A lenda passava de geração em geração, e todas as crianças do povoado cresciam sabendo dos limites da floresta. Por vezes, elas ainda se desafiavam entre si, provocando os amigos e os incitando a dar alguns passos além da borda imaginária imposta pelos adultos, mas no fim das contas nenhum tinha coragem de ir muito adiante, e voltavam para casa antes do entardecer, seus corações infantis cheios de emoção por aquela pequena ousadia.

E a vida seguia assim naquele vilarejo. O monstro assombrava as histórias dos mais velhos, que eram repetidas pelos mais novos, e recontadas a exaustão a todo e qualquer andarilho que estivesse de passagem. A lenda fazia parte da aldeia, era quase como se fosse responsável pela construção da identidade visual de todos aqueles moradores.

Todos não. Dentre eles, havia um homem que zombava da lenda. Dizia não acreditar em nenhuma palavra e ria com escárnio sempre que a história era contada. Emilio era o ferreiro da vila. Alto, forte e ruivo, trabalhava todos os dias em sua oficina criando armas, ferramentas agrícolas, utensílios domésticos e todo o tipo de objeto prático para facilitar o dia a dia do povoado. Era conhecido e querido por todos — só não gostavam da maneira debochada a como ele se referia ao monstro. À lenda.

Afinal, desacreditar aquela história chegava a ser um insulto. Gerações de aldeões haviam crescido em torno daquela fábula, e rir daquilo como se fosse uma piada era considerado por muitos como uma blasfêmia. Emílio no começo não ligava, e ria ainda mais da seriedade com que todos naquela vila pareciam levar o assunto. Achava graça de como eles tinham medo, um verdadeiro pavor, de pensar em atravesar o suposto limite seguro da floresta. "É só um bosque!", ele exclamava, se desmanchando em gargalhadas, "Por acaso tens medo de esquilos e pássaros? Dos galhos das árvores frondosas que crescem mais além?", perguntava, em tom de zombaria, balançando os abastados cabelos vermelhos.

Os aldeões se sentiam incomodados, e com o tempo, passaram a evitar a oficina de Emílio. Alguns chegavam a ir até o vilarejo vizinho para encomendar suas peças, ou até mesmo as compravam dos viajantes que transitavam entre os povoados levando mercadorias.
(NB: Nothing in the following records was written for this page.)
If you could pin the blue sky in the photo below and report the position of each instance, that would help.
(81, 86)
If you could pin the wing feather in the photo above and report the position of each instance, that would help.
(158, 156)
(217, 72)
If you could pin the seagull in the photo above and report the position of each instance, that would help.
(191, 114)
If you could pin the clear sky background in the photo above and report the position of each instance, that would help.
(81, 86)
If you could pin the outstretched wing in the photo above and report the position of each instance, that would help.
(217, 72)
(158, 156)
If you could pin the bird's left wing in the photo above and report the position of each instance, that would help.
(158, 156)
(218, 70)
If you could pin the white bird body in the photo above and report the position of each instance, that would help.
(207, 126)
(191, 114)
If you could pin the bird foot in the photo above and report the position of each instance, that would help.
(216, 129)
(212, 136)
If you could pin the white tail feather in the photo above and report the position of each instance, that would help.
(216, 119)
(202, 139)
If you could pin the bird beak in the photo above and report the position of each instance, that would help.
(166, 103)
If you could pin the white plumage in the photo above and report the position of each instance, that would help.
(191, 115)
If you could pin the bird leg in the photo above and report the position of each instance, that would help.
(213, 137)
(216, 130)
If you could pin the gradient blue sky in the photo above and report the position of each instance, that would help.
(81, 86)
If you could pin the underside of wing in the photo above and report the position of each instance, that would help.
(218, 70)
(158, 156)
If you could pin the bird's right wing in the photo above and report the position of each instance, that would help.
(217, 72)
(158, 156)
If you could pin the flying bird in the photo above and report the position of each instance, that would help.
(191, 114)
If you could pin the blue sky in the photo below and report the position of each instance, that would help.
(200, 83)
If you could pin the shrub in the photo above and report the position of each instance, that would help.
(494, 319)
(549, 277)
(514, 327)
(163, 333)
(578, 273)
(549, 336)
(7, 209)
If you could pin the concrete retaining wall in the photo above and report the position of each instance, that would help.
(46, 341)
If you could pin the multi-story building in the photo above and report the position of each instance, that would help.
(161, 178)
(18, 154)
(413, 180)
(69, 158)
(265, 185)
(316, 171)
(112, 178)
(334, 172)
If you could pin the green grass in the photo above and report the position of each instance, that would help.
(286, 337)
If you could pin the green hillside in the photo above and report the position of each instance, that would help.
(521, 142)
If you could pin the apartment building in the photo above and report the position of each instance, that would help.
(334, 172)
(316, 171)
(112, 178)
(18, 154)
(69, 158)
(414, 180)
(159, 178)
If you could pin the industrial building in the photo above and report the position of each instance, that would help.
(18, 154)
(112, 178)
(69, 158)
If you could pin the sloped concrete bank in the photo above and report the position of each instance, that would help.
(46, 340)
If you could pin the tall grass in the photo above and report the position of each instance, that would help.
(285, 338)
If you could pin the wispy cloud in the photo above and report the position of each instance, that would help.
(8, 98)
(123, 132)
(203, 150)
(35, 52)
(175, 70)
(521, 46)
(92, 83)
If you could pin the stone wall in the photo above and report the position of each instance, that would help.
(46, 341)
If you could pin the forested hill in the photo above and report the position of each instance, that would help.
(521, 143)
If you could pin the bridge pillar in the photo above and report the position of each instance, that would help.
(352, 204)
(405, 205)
A notícia chegou até Emílio, que ficou ultrajado com o boicote. Via sua renda diminuir mês a mês, e em breve, não teria mais com que se alimentar ou custear sua oficina. Seria obrigado a encerrar as atividades, procurar outra ocupação ou até mesmo ir em busca de oportunidade em outro vilarejo. Só que Emílio não queria nada daquilo. Nascera ali, como seus pais e seus avós, e assim como eles, crescera dentro de uma oficina de forja. Nascera para aquilo, e morreria fazendo o que amava, junto da terra de seus ancestrais, morando na casa que pertencera a todas as gerações anteriores a sua.

Ele decidiu que aquilo não poderia ficar assim. Teria que dar um jeito naquela situação o quanto antes, reconquistar a confiança de seu povo e voltar a ter trabalho para poder colocar comida na mesa. Por isso, convocou uma reunião com todos os moradores — crianças, adultos, idosos, homens, mulheres. Todos eram bem-vindos para ouvir o que Emílio tinha a dizer, e, tamanha a curiosidade daquele pequeno povoado, todos compareceram na hora marcada.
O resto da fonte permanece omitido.